Let's first choose the easy option to keep the current portion of the string.  We don't have to check if this placement is valid because whether we can place a character doesn't depend on what is in the current combination, we can just place it.

Once we have placed the character at the starting index we were given by the function call, we will continue down the DFS path of this combination.  

            combo.append(word[start])
            backtrack(start+1, combo)

 

Once the DFS yoyo has returned back to here, we will backtrack on our decision to place the current character by popping it off of our combination.

This will allow us to circulate a different value into this spot, namely a number in just a moment.

            combo.pop()

 

Now, we will see if we can make a valid placement of a number abbreviation.  This choice is a bit more complicated.

We will need to create a loop that will generate numbers for us to slap on the end of the current combo.  This number will be the remaining substring length of the current word.  

            for i in range(1, end-start+1):

 

In order to make this placement, we will either need an empty combination or the current combination can't have a number as its last character.  We don't want combinations like "121" for "word".

                if not combo or not combo[-1].isnumeric():

 

If either one of these conditions is true, then we will circulate a number abbreviation to the current combination and exhaust this combination's DFS path, similar to the character placement we just made.
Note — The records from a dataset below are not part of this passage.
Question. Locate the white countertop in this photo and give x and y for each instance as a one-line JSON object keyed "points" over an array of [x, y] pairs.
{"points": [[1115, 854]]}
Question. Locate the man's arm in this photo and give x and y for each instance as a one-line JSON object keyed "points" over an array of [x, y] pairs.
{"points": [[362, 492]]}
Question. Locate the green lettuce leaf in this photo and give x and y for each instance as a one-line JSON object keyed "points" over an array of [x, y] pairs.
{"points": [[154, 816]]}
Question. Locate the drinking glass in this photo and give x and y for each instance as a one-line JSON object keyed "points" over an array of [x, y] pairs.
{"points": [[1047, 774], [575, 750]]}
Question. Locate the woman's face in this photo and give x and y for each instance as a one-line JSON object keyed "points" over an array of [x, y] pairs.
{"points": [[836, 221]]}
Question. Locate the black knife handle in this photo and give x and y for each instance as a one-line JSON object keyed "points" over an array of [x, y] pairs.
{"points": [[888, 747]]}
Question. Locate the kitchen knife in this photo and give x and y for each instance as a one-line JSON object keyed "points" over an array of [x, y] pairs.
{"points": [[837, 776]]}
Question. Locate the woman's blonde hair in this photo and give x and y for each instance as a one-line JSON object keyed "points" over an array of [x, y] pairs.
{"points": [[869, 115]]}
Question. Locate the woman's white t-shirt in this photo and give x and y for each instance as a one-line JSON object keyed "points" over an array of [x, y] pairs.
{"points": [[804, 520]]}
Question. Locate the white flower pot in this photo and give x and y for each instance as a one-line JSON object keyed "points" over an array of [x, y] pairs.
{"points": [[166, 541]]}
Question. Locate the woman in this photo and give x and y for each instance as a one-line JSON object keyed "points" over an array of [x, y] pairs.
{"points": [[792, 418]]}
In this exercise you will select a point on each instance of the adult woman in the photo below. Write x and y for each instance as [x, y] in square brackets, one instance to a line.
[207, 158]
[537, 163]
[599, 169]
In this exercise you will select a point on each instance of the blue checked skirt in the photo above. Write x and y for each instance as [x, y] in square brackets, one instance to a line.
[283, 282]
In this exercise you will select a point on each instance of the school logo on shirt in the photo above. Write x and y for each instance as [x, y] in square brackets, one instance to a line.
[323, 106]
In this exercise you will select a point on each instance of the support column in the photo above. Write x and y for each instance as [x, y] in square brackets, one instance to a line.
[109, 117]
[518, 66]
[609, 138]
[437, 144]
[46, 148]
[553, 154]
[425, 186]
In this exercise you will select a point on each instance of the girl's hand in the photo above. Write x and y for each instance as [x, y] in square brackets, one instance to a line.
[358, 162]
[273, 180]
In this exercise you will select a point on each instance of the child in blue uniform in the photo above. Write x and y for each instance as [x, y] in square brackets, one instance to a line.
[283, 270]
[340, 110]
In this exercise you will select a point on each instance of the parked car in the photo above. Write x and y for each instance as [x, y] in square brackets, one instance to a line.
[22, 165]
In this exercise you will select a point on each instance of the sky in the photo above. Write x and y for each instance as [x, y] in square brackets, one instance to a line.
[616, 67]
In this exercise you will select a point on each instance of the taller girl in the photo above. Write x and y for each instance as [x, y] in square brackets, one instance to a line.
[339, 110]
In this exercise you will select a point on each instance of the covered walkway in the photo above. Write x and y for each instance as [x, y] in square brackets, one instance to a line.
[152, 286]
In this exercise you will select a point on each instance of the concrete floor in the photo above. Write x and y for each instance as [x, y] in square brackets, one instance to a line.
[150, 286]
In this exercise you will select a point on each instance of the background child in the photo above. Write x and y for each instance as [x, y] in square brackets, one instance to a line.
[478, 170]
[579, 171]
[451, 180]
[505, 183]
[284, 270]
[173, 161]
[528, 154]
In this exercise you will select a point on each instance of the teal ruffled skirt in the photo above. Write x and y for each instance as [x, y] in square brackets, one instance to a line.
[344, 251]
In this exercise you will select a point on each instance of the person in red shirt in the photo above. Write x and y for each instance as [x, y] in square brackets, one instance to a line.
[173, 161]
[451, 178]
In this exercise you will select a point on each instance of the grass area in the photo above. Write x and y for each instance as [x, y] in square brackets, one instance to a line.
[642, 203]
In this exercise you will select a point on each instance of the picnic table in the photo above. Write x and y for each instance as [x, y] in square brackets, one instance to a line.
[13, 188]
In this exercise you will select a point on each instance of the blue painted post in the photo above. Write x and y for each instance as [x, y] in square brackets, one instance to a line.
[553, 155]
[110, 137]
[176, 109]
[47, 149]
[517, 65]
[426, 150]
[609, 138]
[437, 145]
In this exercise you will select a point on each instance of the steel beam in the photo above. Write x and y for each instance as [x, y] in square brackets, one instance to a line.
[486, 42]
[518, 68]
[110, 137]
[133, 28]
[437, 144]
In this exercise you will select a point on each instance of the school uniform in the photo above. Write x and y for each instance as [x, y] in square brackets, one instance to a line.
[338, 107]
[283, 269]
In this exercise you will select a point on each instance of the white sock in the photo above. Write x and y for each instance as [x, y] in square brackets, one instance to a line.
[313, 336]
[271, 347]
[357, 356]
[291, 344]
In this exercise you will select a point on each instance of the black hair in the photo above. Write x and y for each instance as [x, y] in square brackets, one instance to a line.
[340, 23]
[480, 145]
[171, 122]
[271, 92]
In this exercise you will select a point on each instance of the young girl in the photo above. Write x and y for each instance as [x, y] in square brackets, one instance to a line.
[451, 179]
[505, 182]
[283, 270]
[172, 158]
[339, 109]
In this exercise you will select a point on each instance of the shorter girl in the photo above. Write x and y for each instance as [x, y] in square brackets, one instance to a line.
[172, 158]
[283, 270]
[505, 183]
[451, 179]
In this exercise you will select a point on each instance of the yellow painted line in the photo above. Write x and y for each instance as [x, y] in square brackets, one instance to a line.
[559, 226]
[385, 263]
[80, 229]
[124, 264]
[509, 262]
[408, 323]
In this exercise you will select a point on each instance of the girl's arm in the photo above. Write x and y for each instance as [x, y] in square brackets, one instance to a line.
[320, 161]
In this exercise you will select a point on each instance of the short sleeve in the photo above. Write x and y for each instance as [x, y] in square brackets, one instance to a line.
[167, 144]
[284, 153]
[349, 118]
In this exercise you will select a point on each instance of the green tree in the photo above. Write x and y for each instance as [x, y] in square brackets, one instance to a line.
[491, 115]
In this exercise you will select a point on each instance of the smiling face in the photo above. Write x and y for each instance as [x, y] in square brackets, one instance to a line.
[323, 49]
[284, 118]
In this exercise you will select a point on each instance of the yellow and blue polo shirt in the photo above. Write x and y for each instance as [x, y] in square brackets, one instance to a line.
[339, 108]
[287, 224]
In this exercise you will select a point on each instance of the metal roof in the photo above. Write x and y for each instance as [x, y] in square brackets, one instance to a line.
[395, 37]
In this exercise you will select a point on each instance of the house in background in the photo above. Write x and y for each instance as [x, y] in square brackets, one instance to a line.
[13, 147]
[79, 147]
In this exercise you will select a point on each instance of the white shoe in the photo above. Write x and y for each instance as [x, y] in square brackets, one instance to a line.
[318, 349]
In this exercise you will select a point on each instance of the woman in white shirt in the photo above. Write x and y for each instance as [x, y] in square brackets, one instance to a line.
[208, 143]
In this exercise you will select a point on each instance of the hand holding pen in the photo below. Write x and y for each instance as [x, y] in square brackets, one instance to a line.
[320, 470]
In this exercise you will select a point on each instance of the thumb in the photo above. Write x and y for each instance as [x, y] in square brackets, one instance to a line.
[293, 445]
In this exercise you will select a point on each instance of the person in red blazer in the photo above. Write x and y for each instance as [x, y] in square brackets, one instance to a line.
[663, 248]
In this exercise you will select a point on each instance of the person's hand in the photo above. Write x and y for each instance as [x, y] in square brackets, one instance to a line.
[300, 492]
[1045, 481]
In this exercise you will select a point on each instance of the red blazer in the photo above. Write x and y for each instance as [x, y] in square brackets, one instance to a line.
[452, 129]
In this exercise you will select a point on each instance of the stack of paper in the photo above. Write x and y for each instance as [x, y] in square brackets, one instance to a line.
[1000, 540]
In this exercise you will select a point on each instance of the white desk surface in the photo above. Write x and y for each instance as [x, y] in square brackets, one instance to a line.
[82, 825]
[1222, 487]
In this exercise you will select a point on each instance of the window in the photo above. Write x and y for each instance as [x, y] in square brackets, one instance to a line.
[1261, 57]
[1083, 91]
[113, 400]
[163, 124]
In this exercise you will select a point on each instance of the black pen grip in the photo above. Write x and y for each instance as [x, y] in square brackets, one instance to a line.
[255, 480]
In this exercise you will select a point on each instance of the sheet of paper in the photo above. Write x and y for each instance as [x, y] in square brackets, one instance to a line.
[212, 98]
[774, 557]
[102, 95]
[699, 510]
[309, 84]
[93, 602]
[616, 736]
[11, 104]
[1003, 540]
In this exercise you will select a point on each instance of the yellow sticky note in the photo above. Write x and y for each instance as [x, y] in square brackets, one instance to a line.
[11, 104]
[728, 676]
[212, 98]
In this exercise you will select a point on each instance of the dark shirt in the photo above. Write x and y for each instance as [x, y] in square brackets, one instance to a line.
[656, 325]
                    combo.append(str(i))
                    backtrack(start+i, combo)

 

Once the DFS yoyo returns, we will pop off the number we just placed to make room for a character later.

                    combo.pop()


Now that we have our backtrack function built, we just need to make the initial call by passing a starting index of zero and an empty combo list.

When the output has been filled with all generalized abbreviations, we will return it.

        backtrack(0,[])
        return output


The time and space complexity are extremely tricky for this one, but an intuitive estimation would be n*2^n.  2^n is the traditional space complexity for a backtracking algorithm since each index may require two choice child branches within a recursive tree and the join() function requires a time complexity of n.